Pamela got to know Constance because they both liked mystery novels and Constance had stacks of them. Pamela was always ducking over to return one book and borrow another.
Constance thought what was going on in Riker’s house was another cult, as if the old one were renewing itself, only with white and black people this time. She worried about Pamela, but it wasn’t like that, Pamela said. There were a couple of older guys who sometimes said who should do what, but mostly they were all on their own.

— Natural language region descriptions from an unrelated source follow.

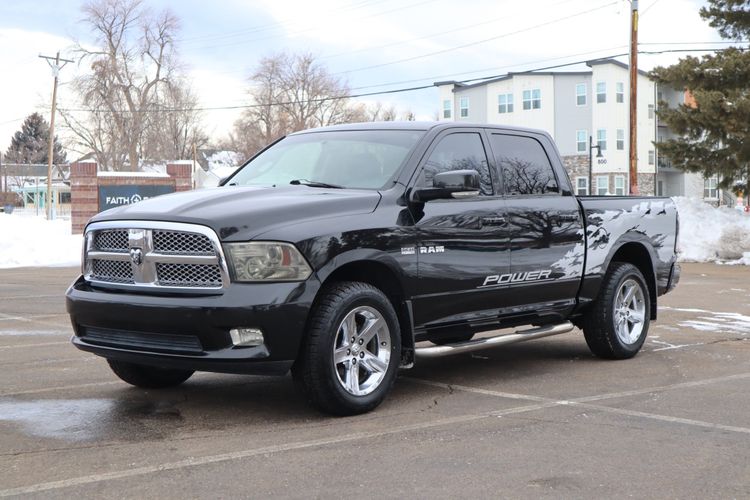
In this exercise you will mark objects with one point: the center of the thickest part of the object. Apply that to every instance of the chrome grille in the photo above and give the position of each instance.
(112, 241)
(176, 242)
(152, 256)
(113, 271)
(194, 275)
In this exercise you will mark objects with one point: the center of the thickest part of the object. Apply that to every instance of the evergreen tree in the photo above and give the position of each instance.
(31, 143)
(714, 122)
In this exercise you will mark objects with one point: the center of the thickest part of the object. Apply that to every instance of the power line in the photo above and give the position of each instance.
(493, 68)
(384, 92)
(478, 42)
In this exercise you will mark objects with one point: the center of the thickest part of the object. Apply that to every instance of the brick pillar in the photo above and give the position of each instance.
(84, 194)
(182, 173)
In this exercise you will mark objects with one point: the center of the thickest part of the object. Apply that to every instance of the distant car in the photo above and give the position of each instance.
(334, 251)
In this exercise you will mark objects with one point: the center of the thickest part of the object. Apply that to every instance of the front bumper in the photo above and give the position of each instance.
(192, 332)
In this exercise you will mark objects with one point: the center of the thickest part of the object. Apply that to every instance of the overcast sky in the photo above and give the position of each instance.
(374, 45)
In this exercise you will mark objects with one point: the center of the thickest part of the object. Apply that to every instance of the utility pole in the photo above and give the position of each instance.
(195, 161)
(55, 72)
(634, 98)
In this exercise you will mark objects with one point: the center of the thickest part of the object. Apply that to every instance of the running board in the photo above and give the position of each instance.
(484, 343)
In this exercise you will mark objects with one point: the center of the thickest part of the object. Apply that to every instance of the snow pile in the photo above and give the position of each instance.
(224, 159)
(709, 234)
(28, 240)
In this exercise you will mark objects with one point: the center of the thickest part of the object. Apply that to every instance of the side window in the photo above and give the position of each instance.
(460, 151)
(524, 165)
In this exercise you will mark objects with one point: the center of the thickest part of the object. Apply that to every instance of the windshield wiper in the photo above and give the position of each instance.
(305, 182)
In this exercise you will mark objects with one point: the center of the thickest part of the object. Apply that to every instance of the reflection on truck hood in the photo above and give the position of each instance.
(243, 213)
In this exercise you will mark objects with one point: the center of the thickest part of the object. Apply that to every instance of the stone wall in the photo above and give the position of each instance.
(85, 182)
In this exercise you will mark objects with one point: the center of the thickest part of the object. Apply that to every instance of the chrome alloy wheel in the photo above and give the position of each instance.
(362, 350)
(629, 311)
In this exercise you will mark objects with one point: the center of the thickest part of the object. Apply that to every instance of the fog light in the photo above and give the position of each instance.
(246, 337)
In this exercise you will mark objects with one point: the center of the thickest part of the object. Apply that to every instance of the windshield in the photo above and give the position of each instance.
(366, 159)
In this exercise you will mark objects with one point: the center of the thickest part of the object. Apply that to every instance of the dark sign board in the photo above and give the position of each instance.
(117, 196)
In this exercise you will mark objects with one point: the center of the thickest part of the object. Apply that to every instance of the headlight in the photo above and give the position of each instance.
(266, 261)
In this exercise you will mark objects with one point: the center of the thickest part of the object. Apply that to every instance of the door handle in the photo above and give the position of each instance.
(493, 221)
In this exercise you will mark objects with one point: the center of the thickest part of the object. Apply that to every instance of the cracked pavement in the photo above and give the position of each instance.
(537, 419)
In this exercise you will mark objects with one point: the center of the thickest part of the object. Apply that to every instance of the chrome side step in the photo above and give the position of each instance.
(483, 343)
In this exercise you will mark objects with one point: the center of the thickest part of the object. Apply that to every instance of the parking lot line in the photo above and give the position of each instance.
(664, 418)
(585, 402)
(540, 403)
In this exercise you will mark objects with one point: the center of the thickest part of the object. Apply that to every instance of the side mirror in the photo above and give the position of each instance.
(452, 184)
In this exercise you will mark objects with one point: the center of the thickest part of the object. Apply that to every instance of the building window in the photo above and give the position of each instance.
(620, 185)
(447, 105)
(711, 187)
(601, 92)
(505, 103)
(582, 186)
(602, 185)
(532, 99)
(464, 106)
(581, 141)
(581, 94)
(601, 139)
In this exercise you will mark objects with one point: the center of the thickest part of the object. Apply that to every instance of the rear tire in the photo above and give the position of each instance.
(617, 324)
(148, 377)
(352, 350)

Constance thought that Pamela was sleeping with them all, when she wasn’t sleeping with anybody, except that, of course, sometimes you had to. It was in this context that Constance told Pamela about how Father Riker had made girls leave Holy City if they got pregnant. She’d given Pamela a couple of names, one of which was Marjorie Early—easy to remember, Constance had said, because of Marjorie Morningstar. Constance had given Pamela Marjorie Morningstar to read, but Pamela hadn’t finished it; it seemed kind of 1950s. A. B. Early had just published her first book, and Pamela was the one who told Constance to read it.
“Does Addison know she’s Riker’s daughter?” Rima asked, and she knew the answer before she’d finished the question. Why else would Addison have the Holy City Santas up in her attic?
“Read the books,” Pamela said. “She’s obsessed with cults and who joins them. I don’t think she gives a fig about Riker. She’s obsessed with her mother.”
The living room light flickered briefly and noisily, off and back on. “What did you do with Constance’s letters?” Rima asked.
“I burned them.”
“Why?”
“So Early would know this isn’t about blackmail. So there wouldn’t be any evidence.”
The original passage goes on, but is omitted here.